Police act with impunity, even when committing serious crimes on camera. Requiring them to give their names is unlikely to be more effective.

I do not concur that someone getting beaten for “lying limp” constitutes a fight, nor that any resulting injuries would be accidental.

No. There was more than adequate identification of Chauvin, people managed to make over a dozen complaints of brutality against him without any difficulty in identifying him.

So forget identifying. Start punishing.

Sting, Stewart Copeland, and Andy Summers.

What?

You’ll have to explain your thinking to me.

“25 people saw him commit a crime and he was prosecuted. Ergo, all criminal actors commit their crimes in front of crowds and all of them will be similarly prosecuted.”

The bit after “ergo” strikes me as suspicious.

Maybe you have not been paying attention? You know, all the stories of well-dressed, ordinary people doing ordinary things being followed, harassed, arrested, beaten, shot, murdered, by police because they happen to be black?

You’re aware that “it’s a few bad apples” and “we can fix this with better training” are the standard white responses to police brutality toward black people and have been for decades without any improvements, quite the reverse even?

You know that, right?

I saw someone, somewhere suggest that police officers should have to wear big numbers on their uniforms, like athletes.

This seems to be a non sequitur.

We’re talking about someone like Chauvin committing crimes against people. Those people notice, and make complaints. On one occasion he committed his crime on camera and in front of a crowd, and was prosecuted. On a dozen or more previous occasions he was reported, but not prosecuted. The difference isn’t in whether he could be identified.

A more robust identification policy may be a valid part of police reform, but by itself it isn’t reform.

The core problem with policing and race isn’t a failure to identify the officers, it’s a failure of training, job standards, response to complaints. It’s a failure to define what it means to be a police officer, what it means to do the job right, and how you respond when someone does the job wrong.

Only two complaints against Chauvin were upheld, neither was for brutality, and we dont know what the others complaints were for.
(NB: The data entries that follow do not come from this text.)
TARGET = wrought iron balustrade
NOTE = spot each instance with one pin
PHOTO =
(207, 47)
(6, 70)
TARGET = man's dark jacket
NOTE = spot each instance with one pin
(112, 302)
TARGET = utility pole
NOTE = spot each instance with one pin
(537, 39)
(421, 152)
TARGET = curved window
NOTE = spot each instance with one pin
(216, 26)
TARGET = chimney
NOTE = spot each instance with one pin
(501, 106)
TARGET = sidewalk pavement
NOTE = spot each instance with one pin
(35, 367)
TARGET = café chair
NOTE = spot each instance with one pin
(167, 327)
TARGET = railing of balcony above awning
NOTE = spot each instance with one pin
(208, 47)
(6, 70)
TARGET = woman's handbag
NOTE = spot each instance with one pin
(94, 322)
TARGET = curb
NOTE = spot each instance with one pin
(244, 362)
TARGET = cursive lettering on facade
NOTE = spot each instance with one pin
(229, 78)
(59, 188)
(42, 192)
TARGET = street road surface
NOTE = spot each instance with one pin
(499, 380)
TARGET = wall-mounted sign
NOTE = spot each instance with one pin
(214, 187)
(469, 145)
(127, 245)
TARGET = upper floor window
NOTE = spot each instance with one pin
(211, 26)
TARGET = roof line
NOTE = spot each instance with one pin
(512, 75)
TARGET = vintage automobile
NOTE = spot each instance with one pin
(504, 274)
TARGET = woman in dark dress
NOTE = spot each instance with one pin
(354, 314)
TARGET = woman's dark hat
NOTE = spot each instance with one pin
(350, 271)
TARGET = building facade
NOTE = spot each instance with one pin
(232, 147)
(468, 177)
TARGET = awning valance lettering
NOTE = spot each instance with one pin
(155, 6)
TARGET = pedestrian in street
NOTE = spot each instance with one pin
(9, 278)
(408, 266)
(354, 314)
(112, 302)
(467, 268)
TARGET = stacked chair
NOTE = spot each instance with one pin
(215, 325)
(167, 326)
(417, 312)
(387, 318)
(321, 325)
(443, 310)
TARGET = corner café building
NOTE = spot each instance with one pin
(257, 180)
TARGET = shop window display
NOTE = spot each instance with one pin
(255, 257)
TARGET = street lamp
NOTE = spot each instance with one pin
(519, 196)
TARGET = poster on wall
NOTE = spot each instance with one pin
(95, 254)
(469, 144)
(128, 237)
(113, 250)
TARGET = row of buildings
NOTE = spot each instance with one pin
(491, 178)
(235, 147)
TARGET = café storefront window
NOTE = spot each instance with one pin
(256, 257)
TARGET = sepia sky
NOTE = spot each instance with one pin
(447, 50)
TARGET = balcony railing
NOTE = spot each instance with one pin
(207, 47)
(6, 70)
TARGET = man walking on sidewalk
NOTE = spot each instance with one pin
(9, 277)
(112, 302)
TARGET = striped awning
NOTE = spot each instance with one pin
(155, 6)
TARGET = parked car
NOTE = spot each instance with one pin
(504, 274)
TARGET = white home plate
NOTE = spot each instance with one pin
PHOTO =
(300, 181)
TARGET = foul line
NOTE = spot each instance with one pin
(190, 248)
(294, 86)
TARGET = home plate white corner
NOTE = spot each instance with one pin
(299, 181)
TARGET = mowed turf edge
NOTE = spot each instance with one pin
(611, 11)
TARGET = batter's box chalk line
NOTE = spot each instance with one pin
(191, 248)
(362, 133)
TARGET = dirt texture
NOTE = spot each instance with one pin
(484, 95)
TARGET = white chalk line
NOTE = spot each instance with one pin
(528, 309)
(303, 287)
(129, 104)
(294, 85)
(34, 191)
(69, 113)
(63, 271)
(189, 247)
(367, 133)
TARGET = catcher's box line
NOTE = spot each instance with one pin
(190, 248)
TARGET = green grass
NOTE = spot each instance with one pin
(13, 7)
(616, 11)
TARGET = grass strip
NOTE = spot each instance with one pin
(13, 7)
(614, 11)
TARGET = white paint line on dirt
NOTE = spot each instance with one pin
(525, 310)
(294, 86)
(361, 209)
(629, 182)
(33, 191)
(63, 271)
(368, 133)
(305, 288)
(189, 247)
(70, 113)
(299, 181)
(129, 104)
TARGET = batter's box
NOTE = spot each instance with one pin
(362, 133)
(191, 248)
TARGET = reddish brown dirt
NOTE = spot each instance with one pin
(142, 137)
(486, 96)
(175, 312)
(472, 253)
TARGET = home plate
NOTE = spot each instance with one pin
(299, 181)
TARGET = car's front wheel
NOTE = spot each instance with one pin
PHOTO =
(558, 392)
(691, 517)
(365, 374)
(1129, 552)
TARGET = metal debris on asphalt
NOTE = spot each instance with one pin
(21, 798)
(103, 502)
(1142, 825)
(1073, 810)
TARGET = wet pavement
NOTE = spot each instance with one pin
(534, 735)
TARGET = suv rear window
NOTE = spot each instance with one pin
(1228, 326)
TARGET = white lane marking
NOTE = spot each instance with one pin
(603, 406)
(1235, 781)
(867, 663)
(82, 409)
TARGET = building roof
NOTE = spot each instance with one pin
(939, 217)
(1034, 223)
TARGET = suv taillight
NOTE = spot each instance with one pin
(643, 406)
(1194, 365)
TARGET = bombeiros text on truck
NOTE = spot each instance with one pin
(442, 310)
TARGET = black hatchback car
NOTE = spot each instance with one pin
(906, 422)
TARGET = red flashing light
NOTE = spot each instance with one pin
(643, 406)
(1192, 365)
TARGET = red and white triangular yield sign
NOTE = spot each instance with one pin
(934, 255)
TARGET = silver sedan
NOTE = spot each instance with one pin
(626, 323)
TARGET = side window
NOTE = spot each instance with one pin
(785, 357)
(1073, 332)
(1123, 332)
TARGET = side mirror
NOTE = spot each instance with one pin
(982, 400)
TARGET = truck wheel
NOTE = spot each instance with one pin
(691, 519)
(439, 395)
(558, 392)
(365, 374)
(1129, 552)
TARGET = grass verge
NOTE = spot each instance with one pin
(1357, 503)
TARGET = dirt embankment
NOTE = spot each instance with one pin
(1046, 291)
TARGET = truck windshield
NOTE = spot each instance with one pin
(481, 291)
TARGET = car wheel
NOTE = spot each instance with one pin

Only two of the 18 complaints were “closed with discipline,” according to a MPD internal affairs public summary. In both cases, Chauvin received a letter of reprimand.

“According to Communities Against Police Brutality, a Minnesota nonprofit that created a database of complaints against officers in the state, Chauvin received oral reprimands for using a “demeaning tone,” “derogatory language” and other language that merited discipline.”

Every cop I’ve interacted with had a nametag on his uniform.

I haven’t heard of identification being a problem at all. Police officers abuse their power openly and simply deny the facts if called on it.

[quote=“Sage_Rat, post:1, topic:855918, full:true”]
All of that could exist if, when an officer pulls my car over, he has to say, “I am officer Jack McMasters out of Precinct 4. Do you know how fast you were driving?”[/quote]

This is part of Verbal Judo. Many cops have been using it for over 30+ years

Not only that, I’m required to show my department photo ID when requested, issue a card that has my name, rank, and ID number on it, and identify the name of my immediate supervisor and the name of our Chief.

a) That ^
b) The second component, in the OP, was that it should be easy to file a complaint. That I am aware, if you go into a neighborhood that has a large minority population, there aren’t posters on the building corners telling you how to download the complaints app for the local police department.

The department should be doing everything that it can to encourage officer-specific feedback and to use that data to ferret out the problem children.

“Naming the cops” is a catchy headline, not the full recommendation. The full recommendation was, as said, to try and identify cops who behave inappropriately, in general, before they can cause larger issues. Reacting after-the-fact is the wrong direction to go and punishing everyone for the actions of a few is also the wrong methodology.